All Articles

Regents approve development plan for six more CyTown buildings

Author: Anne Krapfl

The Iowa Board of Regents approved site development lease proposals for six buildings in the CyTown development at the Iowa State Center during a special meeting Dec. 3. The approval clears the way for the developer, Goldenrod, to sign tenant agreements for the two office and retail buildings, two suite buildings, a food and beverage anchor building and an amphitheater. A proposed seventh building project, a hotel, still is in the design phase, and the eighth building, McFarland Clinic, is under construction.

For each building, the proposal includes building plans, financing structure and revenue projections. According to those projections, the CyTown development would generate $184 million in net revenue for the university over 30 years.

Regents Robert Cramer and Nancy Dunkel, who represent the board on the CyTown Management Committee, both spoke to the proposal's reliability.

'We're very pleased with the depth of the pro forma and the results of what they're projecting," Cramer said. "We feel the projections are conservative, we feel good about that."

Dunkel, a retired banker who speculated that she landed on the committee because of all of her questions about the project, said the committee thoroughly vetted the data provided in the site development proposals. 

"I feel they're as good a budget projection as you can get," she said. "It's been a very open process, and I feel really good about what's going to happen at Iowa State with this CyTown project."

In response to a question from regent Chris Hensley about what happens if deadlines or projections aren't met, Cramer said Goldenrod carries a lot of the risk and so is motivated to find reliable tenants for the buildings and to keep the buildings fully occupied. In one case, Cramer noted, Goldenrod negotiated with a tenant to take a smaller space "because they have a really good idea of how these developments work and which businesses are going to thrive here.

"We have a developer who's very motivated to make it work," he said.

New board leaders

Board members elected Cramer to serve as president and Kurt Tjaden to serve as president pro tem through April 30, 2026, completing the leadership terms of Sherry Bates and Greta Rouse, respectively. Bates resigned from the board earlier this week, effective Dec. 4, and Rouse announced she would step down from her leadership post on the same day, though remain a board member.

Cramer said his three goals are to keep education affordable, provide academic excellence "top to bottom" through merit and hard work, and ensure the regent universities offer "a fair, balanced place for vigorous debate, especially for our students."

"We can flip the narrative on higher education," he said. "That here in Iowa, a degree from one of our public universities is a great investment and is going to help our students for the rest of their lives."

Two of the nine board seats now are vacant. David Barker left the board in October for an appointment in the U.S. Department of Education.

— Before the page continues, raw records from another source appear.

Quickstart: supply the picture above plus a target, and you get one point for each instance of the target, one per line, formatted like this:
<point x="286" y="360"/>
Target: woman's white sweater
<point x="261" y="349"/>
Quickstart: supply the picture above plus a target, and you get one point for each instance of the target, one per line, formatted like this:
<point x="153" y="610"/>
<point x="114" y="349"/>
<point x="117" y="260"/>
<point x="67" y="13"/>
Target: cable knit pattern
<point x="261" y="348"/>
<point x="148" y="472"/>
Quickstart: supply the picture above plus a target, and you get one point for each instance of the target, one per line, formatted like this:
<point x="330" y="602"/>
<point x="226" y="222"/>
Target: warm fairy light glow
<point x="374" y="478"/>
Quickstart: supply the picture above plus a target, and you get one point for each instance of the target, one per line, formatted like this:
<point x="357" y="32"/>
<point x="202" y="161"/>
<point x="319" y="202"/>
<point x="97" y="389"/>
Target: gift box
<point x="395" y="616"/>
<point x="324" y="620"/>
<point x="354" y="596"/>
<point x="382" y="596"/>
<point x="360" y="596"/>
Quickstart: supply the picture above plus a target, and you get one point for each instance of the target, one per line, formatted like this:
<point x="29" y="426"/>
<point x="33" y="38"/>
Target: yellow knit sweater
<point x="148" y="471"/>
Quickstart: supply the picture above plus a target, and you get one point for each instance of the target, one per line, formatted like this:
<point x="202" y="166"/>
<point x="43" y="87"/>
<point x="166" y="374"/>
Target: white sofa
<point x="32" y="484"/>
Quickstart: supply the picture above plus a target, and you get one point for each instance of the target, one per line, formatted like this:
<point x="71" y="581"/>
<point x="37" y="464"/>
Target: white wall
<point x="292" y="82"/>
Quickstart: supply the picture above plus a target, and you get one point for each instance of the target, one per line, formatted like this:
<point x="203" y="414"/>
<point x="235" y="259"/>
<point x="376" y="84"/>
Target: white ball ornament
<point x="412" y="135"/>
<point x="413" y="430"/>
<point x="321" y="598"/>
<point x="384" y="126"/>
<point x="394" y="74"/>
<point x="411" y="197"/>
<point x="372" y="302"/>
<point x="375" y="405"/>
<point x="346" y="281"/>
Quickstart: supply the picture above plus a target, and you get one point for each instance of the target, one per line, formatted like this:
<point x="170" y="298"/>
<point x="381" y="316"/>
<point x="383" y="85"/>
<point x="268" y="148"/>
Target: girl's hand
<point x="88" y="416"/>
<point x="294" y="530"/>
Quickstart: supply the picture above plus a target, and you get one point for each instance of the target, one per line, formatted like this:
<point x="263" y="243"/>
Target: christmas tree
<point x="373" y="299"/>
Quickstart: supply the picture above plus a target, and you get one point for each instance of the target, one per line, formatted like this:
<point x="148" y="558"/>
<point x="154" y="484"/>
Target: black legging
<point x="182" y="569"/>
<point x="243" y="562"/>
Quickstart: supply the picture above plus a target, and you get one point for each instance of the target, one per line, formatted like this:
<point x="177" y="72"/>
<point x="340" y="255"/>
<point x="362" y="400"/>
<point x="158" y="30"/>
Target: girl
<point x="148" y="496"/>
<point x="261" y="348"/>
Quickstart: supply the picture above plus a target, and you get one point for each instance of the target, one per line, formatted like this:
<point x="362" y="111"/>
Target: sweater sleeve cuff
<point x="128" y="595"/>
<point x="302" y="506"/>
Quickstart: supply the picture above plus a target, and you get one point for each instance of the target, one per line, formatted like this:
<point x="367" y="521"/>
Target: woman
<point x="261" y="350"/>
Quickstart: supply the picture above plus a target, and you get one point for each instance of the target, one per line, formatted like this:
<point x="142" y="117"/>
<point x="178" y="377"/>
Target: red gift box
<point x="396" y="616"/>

In other action, the board:

  • Approved Iowa State's request to designate President Wendy Wintersteen as president emerita, effective on her Jan. 2 retirement date. Because of her many years as a tenured professor in good standing and per the Faculty Handbook policy, it is the university's practice to grant the honorific emeritus status to university presidents when they retire as sitting presidents. Former presidents Hughes, Friley, Hilton, Parks and Geoffroy also were granted the title when they retired from the presidency. Wintersteen also will receive professor emerita status.
  • Directed its investment and finance committee, chaired by Tjaden, to lead a comprehensive review of additional revenue streams and cost efficiencies across all regent universities and outside the "normal funding sources," give regular progress updates to the board and make recommendations to the board. Bates said this will be comparable to board efficiency studies during the COVID pandemic and a decade ago in its TIER (Transparent, Inclusive Efficiency Review) project. Tjaden said the effort will involve university staff and external experts.

 

Overhead view of seven buildings' placement in CyTown
CyTown: New building placement (A-H).